Neural Stem Cell (De)regulation and Brain Tumour Initiation
The controlled generation of new neurons and glia cells in the brain from Neural Stem Cell (NSC) progenitors is crucial not only during embryonic development but throughout adult life. Deregulation of adult NSCs or their lineage can lead to a variety of brain disorders, including tumour formation. Our team uses one of the best in vivo genetic models available, the Drosophila central nervous system, to reveal signals controlling Neural Stem Cell mitotic activation, cell fate and lineage maturation in both normal and pathological conditions such as upon brain tumour initiation and growth.
Parkinson’s and related diseases
Alterations in cell surface protein signalling have been implicated in the pathogenesis of neurodegenerative disorders such as Parkinson disease (PD), Alzheimer disease (AD) and motor neuron diseases, but also in diseases such depression, attention-deficit/hyperactivity disorder (ADHD) and schizophrenia. My research group focuses on investigating the cross-talk and function of the glial cell-line derived neurotrophic factor (GDNF) receptors in the nervous system.

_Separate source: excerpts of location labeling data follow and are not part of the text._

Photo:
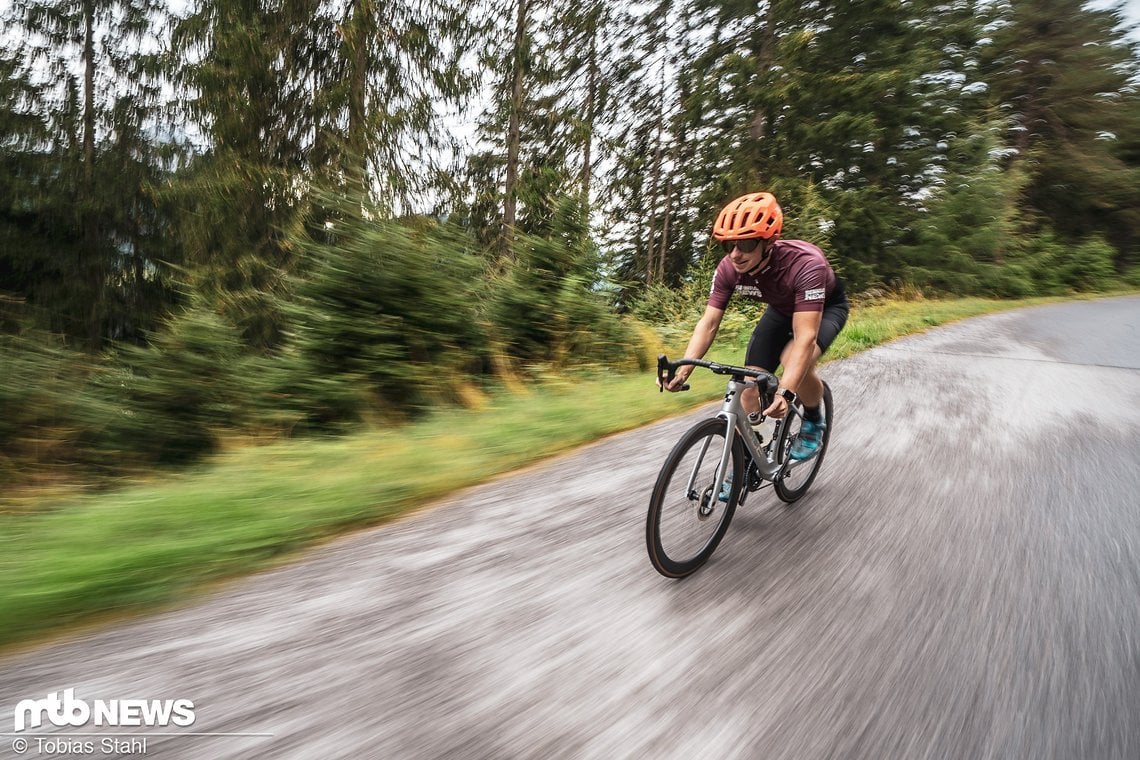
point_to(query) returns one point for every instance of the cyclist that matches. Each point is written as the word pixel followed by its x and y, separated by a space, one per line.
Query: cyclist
pixel 807 307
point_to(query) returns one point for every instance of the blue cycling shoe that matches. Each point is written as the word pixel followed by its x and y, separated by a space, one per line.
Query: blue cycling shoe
pixel 808 440
pixel 725 489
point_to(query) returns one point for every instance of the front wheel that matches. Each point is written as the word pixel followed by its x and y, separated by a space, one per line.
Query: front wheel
pixel 690 509
pixel 798 475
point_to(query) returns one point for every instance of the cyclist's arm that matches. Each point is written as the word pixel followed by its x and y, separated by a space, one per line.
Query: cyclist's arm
pixel 699 344
pixel 800 356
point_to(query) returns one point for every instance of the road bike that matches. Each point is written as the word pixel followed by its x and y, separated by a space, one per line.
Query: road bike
pixel 718 462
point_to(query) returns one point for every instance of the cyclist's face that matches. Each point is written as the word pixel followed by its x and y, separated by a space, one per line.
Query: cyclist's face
pixel 742 260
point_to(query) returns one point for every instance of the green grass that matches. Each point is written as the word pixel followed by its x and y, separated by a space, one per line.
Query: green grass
pixel 152 544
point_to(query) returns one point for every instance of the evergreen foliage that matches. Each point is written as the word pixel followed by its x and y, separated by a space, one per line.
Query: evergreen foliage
pixel 372 210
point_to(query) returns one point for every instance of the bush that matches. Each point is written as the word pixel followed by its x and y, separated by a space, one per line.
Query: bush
pixel 545 308
pixel 39 403
pixel 169 402
pixel 1089 267
pixel 385 319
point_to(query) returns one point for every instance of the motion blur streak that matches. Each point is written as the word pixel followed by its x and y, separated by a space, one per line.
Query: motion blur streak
pixel 960 582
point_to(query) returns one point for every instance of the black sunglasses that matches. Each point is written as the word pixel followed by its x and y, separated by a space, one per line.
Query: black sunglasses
pixel 746 246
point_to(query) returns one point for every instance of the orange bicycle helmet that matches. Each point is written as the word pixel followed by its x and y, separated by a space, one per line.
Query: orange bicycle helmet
pixel 756 214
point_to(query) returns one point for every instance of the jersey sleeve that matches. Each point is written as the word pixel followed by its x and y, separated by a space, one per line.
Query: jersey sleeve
pixel 812 288
pixel 724 283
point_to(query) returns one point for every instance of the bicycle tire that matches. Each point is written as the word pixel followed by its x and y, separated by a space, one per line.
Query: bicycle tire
pixel 684 526
pixel 794 483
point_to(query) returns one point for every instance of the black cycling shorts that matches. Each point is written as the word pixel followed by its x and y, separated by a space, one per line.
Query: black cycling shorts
pixel 773 333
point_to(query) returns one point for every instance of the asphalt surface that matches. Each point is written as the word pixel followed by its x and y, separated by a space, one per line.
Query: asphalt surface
pixel 962 581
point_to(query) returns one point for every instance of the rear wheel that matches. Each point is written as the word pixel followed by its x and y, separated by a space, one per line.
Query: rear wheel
pixel 687 513
pixel 798 475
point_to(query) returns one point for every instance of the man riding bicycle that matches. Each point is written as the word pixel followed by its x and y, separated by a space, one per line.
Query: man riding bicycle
pixel 807 307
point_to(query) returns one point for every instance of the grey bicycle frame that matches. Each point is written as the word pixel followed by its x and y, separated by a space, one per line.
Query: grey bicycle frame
pixel 735 418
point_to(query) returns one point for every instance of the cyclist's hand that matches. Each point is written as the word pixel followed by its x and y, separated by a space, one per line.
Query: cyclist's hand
pixel 778 409
pixel 678 380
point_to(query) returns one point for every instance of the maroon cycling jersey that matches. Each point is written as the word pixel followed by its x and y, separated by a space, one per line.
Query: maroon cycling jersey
pixel 797 278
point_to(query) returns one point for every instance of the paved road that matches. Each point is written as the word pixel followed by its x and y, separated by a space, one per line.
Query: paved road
pixel 962 581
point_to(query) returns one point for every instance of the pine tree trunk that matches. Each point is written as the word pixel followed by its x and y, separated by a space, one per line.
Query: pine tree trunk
pixel 91 263
pixel 588 140
pixel 513 130
pixel 360 27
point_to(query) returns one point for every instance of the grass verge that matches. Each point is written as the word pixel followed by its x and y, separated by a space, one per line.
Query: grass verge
pixel 153 544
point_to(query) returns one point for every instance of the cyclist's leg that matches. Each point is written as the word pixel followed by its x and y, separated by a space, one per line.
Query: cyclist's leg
pixel 768 340
pixel 835 317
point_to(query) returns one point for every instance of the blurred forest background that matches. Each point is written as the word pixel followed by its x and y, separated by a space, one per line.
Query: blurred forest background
pixel 267 218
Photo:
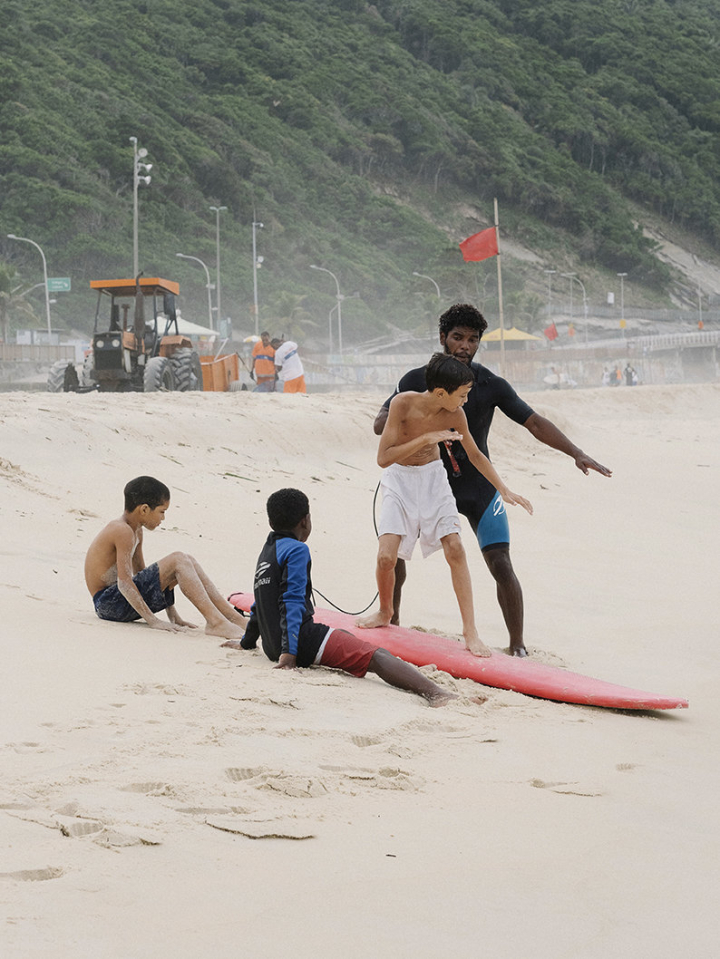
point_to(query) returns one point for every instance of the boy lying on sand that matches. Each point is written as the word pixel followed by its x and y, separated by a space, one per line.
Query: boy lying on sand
pixel 282 614
pixel 417 499
pixel 124 589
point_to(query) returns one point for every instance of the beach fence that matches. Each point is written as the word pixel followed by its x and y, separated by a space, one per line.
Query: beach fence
pixel 666 358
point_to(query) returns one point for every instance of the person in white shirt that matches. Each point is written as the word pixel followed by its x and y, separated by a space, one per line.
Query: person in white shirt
pixel 289 366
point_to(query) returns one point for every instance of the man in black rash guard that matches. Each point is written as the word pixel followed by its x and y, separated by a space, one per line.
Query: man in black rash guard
pixel 461 328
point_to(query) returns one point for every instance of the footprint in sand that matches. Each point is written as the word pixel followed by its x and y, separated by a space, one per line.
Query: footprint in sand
pixel 363 741
pixel 150 789
pixel 241 774
pixel 34 875
pixel 555 787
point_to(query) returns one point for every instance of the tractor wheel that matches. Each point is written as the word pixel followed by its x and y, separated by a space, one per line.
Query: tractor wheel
pixel 187 370
pixel 158 375
pixel 86 377
pixel 57 374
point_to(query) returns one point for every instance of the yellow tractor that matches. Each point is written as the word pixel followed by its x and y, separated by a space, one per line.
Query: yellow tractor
pixel 132 353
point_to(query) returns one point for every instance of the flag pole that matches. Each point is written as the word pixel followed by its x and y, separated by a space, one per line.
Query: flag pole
pixel 500 303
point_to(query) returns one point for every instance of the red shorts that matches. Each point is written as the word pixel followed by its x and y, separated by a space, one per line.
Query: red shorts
pixel 346 651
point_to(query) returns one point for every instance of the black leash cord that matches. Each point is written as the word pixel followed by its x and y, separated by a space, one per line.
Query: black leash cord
pixel 377 490
pixel 346 611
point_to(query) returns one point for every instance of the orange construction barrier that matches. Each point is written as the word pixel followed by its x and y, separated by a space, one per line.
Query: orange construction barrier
pixel 219 372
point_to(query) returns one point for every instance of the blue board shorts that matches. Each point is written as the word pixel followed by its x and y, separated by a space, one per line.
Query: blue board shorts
pixel 491 527
pixel 110 603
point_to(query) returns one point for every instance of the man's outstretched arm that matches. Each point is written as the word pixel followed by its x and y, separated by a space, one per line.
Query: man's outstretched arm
pixel 546 431
pixel 380 421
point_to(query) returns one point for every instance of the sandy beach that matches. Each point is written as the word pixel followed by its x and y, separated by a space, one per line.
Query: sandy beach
pixel 163 797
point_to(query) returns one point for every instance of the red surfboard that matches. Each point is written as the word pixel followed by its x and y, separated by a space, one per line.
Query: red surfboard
pixel 498 670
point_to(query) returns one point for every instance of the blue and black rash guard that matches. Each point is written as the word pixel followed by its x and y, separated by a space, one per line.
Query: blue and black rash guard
pixel 472 492
pixel 283 609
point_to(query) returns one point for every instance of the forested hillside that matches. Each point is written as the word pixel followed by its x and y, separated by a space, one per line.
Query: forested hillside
pixel 367 138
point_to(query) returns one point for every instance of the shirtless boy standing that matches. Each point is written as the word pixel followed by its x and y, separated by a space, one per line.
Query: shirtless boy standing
pixel 417 499
pixel 124 589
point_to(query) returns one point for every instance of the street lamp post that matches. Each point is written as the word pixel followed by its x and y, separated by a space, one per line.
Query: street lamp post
pixel 138 164
pixel 437 290
pixel 257 261
pixel 339 297
pixel 571 277
pixel 24 239
pixel 218 303
pixel 550 274
pixel 622 300
pixel 423 275
pixel 208 284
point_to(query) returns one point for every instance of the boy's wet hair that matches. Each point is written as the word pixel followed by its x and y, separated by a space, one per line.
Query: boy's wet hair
pixel 444 372
pixel 286 508
pixel 462 314
pixel 145 490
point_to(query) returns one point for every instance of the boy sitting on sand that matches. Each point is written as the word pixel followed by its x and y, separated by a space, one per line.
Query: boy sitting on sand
pixel 282 614
pixel 417 499
pixel 124 589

In addition, we analyse the function of different intracellular proteins encoded by genes mutated or linked to PD. We study their signalling mechanisms on a molecular and cellular level as well as in rodents.
White matter inter-connects the complex human cerebral cortex. It makes up 50% of our brains and contains axons, which mediate action potential conduction, and glial cells, which support the axons. The brains of rodent models of disease contain much less white matter than does the human brain and heavy use of these models has therefore grossly under-estimated the significance of white matter pathology to human health. White matter represents a poorly understood frontier in the science of brain disease and the Fern laboratory focuses on disorders arising from loss of blood supply (ischemia) such as stroke and cerebral palsy, but white matter is relevant to almost all major neurological disorders.